This unprecendented move means the USA as the first major superpower in the world to pull out from the agreement, joining only Syria and Nicaragua as the countries in the United Nations not acceding to the Paris Agreement.

With the USA pulling out of the Paris Agreement, it sparked a whole debate again on whether climate change is real, and is it an issue that we should be wary of.

Because if even the leader of the free world doesn’t seem to believe in climate change, then is it something that we should concern ourselves with?

Even the Malaysian Climate Change Group has spoken out against President Trump’s decision, calling it “unethical and immoral”.
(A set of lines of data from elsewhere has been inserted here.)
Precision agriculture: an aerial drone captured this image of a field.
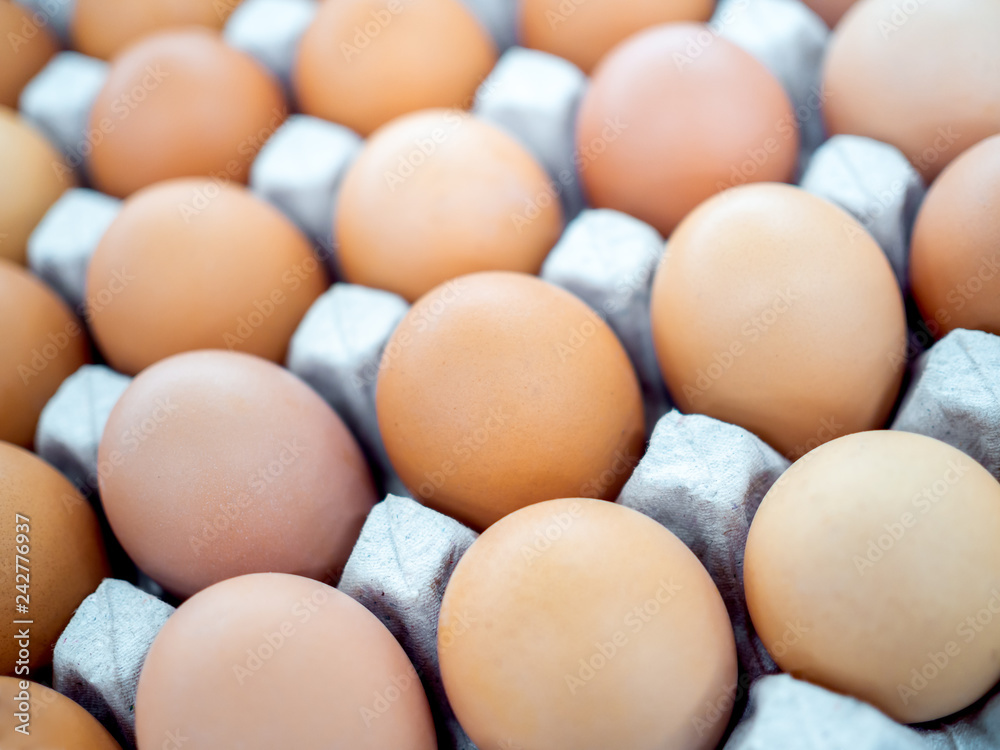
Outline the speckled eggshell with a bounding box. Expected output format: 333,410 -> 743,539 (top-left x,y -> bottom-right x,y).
0,2 -> 58,109
0,677 -> 121,748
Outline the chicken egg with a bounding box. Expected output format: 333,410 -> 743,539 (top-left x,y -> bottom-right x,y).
0,677 -> 121,748
0,1 -> 58,109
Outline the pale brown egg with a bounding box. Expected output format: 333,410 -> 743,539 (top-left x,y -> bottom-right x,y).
519,0 -> 713,73
71,0 -> 244,60
0,677 -> 121,748
0,443 -> 109,674
650,183 -> 906,460
294,0 -> 497,136
99,350 -> 376,599
0,1 -> 58,109
910,134 -> 1000,338
337,109 -> 563,302
800,0 -> 858,27
577,23 -> 798,237
0,260 -> 89,448
87,28 -> 286,198
85,178 -> 326,376
376,272 -> 645,530
0,106 -> 75,265
439,498 -> 738,750
823,0 -> 1000,181
136,573 -> 437,749
745,431 -> 1000,723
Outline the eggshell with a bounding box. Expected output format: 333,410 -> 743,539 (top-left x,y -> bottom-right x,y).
0,442 -> 109,674
337,109 -> 563,302
0,260 -> 89,448
136,573 -> 437,749
88,28 -> 287,198
519,0 -> 713,73
294,0 -> 497,136
649,183 -> 906,459
910,134 -> 1000,339
0,677 -> 121,748
0,1 -> 58,109
376,272 -> 645,530
577,23 -> 798,237
823,0 -> 1000,181
71,0 -> 243,60
0,107 -> 75,266
98,350 -> 377,599
800,0 -> 858,27
439,498 -> 738,750
744,431 -> 1000,723
85,178 -> 326,376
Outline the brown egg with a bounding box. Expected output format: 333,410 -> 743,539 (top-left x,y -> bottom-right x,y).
910,135 -> 1000,339
650,183 -> 906,460
136,574 -> 436,749
0,107 -> 75,265
88,28 -> 286,198
71,0 -> 243,60
0,443 -> 109,674
519,0 -> 713,74
376,272 -> 645,530
0,677 -> 121,748
294,0 -> 497,136
439,498 -> 738,750
337,109 -> 563,302
800,0 -> 858,27
823,0 -> 1000,181
745,431 -> 1000,723
99,350 -> 376,599
0,1 -> 58,109
0,260 -> 89,448
578,23 -> 798,237
85,178 -> 326,376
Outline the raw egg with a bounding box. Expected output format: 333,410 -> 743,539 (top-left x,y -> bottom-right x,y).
649,183 -> 906,460
0,106 -> 75,265
0,260 -> 89,448
577,22 -> 798,237
1,442 -> 109,674
136,573 -> 437,749
745,431 -> 1000,723
294,0 -> 497,136
439,498 -> 738,750
376,272 -> 645,530
823,0 -> 1000,181
910,134 -> 1000,338
0,1 -> 58,109
337,109 -> 563,302
98,350 -> 377,599
88,28 -> 286,198
0,677 -> 121,748
519,0 -> 713,73
71,0 -> 244,60
85,178 -> 326,376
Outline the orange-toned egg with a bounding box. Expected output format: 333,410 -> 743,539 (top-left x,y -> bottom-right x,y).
910,134 -> 1000,338
519,0 -> 714,73
0,260 -> 89,448
99,350 -> 377,599
71,0 -> 244,60
294,0 -> 497,136
0,1 -> 58,109
800,0 -> 858,27
88,28 -> 286,198
650,183 -> 906,460
577,23 -> 798,237
0,106 -> 75,265
136,574 -> 437,749
0,677 -> 121,748
85,179 -> 326,376
1,443 -> 109,674
439,499 -> 738,750
376,272 -> 645,530
823,0 -> 1000,181
337,109 -> 562,302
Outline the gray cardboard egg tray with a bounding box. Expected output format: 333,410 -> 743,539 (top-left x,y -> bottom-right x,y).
14,0 -> 1000,746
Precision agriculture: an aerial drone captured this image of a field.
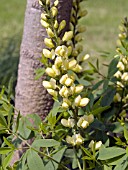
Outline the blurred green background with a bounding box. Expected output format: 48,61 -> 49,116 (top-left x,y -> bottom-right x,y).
0,0 -> 128,88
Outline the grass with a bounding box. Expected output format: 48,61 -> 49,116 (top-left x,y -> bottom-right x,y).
80,0 -> 128,57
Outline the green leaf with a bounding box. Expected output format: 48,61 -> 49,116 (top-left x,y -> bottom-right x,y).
2,151 -> 14,168
32,139 -> 60,148
98,146 -> 126,160
27,149 -> 45,170
0,147 -> 12,154
88,62 -> 98,72
45,147 -> 66,170
107,56 -> 119,78
103,165 -> 112,170
92,80 -> 104,90
124,125 -> 128,143
0,114 -> 7,128
7,106 -> 13,128
34,68 -> 45,80
80,146 -> 92,158
3,137 -> 14,149
91,106 -> 110,116
15,112 -> 21,133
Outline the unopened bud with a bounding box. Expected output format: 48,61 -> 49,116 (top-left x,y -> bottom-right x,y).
41,19 -> 49,28
46,28 -> 55,38
58,20 -> 66,32
51,6 -> 58,17
62,31 -> 73,42
44,38 -> 54,48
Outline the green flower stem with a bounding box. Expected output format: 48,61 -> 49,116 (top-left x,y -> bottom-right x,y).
73,146 -> 82,170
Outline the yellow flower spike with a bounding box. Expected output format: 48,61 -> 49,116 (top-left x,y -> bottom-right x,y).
54,0 -> 59,6
44,38 -> 55,48
58,20 -> 66,32
54,20 -> 59,29
41,13 -> 47,21
47,89 -> 58,98
69,59 -> 77,69
40,19 -> 49,28
62,31 -> 73,42
114,70 -> 122,78
52,65 -> 61,76
117,61 -> 125,71
45,67 -> 55,77
46,28 -> 55,38
79,97 -> 90,107
74,85 -> 84,94
122,72 -> 128,81
43,49 -> 55,59
60,74 -> 68,85
51,6 -> 58,17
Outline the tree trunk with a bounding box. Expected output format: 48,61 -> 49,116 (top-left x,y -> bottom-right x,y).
12,0 -> 73,165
Meanwhile in Malaysia, perhaps due to our year round hot and humid weather, many of us seem not to really care about global warming, especially in the grassroots level. Maybe it is because in Malaysia, the effect of global warming is not so apparent as other countries.
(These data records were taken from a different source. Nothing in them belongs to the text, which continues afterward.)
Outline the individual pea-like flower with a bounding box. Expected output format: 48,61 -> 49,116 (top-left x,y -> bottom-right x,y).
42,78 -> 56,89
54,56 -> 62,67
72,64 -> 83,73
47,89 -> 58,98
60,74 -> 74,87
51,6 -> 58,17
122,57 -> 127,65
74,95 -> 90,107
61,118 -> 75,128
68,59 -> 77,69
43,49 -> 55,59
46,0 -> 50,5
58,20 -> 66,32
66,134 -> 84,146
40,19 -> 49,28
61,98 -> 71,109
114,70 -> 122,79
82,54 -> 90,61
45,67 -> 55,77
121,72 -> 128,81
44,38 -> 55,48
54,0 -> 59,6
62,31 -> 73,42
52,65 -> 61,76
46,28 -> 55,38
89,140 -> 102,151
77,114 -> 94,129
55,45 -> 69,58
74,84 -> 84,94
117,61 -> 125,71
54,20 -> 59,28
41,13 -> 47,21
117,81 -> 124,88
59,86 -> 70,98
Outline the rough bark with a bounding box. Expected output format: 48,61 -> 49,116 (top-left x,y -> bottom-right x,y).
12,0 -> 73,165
But still, although it might not be an immediate concern right now, it is still imperative that Malaysians are educated about the dangers of climate change and global warming, and start taking action.

So, what can we do to raise awareness and action against climate change in Malaysia? To understand more about this topic Malaysian Digest decided to speak to a few experts in the field of climate change, so that they can share their thoughts.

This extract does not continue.